Though Lopez's artist instincts led her to accept the Hustlers role, she tells the THR roundtable that the movie "was the first time in a long time that I was actually terrified, really scared" of a part, largely because the opening pole dancing number, which she was the one to suggest.
"It was my fault that I was there to begin with. It wasn't written in the script," she shares. "And I was like, no, she's the big money-maker at the club -- she has to show why. We can't say it, we have to do it. I have to dance on the pole, I have to show them, I have to go there."
"Then when I was there and I had the dental floss on, I'm out there in a way I've never been. It was so scary, I was so terrified. I have my robe on and there's 300 extras, all men," Lopez continues. "I think that was putting myself out there, in a way, deeper than I had ever done physically and emotionally, and playing a character that was that unapologetic in so many ways. It was so different from who I was."
Apart from her career, during the THR discussion Lopez also opens up about the public's interest in her personal life, which largely comes thanks to her high-profile engagement to Alex Rodriguez.
"I've been really picked out and plagued with that," she says of tabloid interest. "Lots of stories, lots of lies, lots of things where you're trying to figure out, 'How did this happen? How did I become that person?'"
Over the years, though, Lopez says she's learned that "none of it matters" to the point where "it doesn't really bother" her anymore.
"I've learned that I know who I am, I know what I do, I know I'm a good person, I know I'm just out here working my a** off and trying to fulfill myself creatively," she says. "There was a time in my life when it was such a big part and it was so hurtful and so hard that you think, 'I don't want to do this anymore, I don't want to be the person on the cover of the magazine every week for two and a half years, I don't. This is crazy. Why me?'"
However, Lopez says that her stint judging on American Idol -- which she did on and off from 2011 to 2015 -- helped the public change its perception of her.
"I think honestly American Idol helped with that a lot. Of all the things that I've done in my career, people actually just seeing me talk about how much I love music and how much I love people and how much of a girl's girl I am and how much of a crier I am -- things shifted," she says.

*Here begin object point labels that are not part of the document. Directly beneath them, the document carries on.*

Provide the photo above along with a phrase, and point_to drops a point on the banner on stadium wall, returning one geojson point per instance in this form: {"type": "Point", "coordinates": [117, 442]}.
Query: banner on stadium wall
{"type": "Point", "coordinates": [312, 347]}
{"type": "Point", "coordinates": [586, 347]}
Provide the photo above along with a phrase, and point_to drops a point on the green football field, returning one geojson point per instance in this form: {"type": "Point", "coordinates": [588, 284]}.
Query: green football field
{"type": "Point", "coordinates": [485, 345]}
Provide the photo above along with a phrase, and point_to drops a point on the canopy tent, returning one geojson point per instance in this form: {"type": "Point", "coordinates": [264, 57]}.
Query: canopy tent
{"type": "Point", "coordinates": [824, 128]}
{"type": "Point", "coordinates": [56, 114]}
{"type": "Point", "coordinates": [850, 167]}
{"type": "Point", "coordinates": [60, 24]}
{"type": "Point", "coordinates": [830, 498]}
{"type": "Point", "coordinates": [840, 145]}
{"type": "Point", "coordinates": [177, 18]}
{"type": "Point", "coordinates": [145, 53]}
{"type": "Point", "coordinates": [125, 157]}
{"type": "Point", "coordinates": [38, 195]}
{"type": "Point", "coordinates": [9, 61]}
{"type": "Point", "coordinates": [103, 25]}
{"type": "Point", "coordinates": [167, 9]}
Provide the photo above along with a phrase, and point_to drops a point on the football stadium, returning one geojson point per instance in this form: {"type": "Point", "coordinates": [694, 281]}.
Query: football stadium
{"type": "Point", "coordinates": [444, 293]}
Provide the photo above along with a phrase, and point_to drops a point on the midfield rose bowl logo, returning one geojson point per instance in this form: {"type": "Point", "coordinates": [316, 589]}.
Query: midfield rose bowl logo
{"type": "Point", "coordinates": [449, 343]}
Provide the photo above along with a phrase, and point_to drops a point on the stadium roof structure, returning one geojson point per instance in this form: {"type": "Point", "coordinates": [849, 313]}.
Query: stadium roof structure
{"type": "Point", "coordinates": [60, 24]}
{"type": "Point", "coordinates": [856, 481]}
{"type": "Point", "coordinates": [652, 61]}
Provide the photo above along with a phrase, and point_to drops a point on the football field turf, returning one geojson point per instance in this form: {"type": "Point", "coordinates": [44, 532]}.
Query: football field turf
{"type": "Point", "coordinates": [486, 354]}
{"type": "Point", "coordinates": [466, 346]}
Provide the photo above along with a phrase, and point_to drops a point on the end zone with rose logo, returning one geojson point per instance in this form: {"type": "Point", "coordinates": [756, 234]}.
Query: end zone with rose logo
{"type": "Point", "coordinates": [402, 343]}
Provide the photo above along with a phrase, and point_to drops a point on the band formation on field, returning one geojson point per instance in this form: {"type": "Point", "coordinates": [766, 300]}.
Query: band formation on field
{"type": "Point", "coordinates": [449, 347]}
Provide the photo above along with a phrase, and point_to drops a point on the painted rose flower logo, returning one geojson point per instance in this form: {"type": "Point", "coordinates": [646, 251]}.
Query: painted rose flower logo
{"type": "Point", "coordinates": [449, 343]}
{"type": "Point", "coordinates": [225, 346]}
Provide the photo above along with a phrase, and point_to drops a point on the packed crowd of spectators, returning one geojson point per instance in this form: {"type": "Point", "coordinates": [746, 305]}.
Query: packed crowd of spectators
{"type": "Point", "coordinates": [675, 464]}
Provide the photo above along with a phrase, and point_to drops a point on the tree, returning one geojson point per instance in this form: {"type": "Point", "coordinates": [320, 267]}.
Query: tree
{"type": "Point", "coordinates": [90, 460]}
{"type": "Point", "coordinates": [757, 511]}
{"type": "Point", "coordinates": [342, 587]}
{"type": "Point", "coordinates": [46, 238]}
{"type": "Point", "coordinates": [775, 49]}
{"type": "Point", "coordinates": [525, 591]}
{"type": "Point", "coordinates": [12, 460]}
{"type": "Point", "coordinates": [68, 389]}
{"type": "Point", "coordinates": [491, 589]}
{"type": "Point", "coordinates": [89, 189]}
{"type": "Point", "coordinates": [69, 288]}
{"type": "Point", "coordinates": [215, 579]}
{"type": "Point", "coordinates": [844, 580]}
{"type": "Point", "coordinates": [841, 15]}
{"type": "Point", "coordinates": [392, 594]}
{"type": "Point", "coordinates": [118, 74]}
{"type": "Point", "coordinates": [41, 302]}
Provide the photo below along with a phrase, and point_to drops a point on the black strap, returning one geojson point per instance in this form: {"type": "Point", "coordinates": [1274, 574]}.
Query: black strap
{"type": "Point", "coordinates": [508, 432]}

Amid awards buzz for Hustlers, Lopez is also set to focus on her music, having recently been tapped -- along with Shakira -- to headline the Super Bowl halftime show.
"We’re both excited to have been given the opportunity to do that, as two Latin women, in Miami," Lopez tells Variety. "I think it’s important in this day and age for two Latin women to be standing on that stage -- when Latinos are being treated a certain way in this country, or looked at a certain way -- to show that we have a really specific and beautiful culture and worth and value, and we bring something to this country that’s necessary."
"I think that’s going to be an amazing moment," she continues. "That night, I want it to be a celebration of who we are. All of us, because we’re in this together. That’s how I feel. I want to bring everybody together in that moment."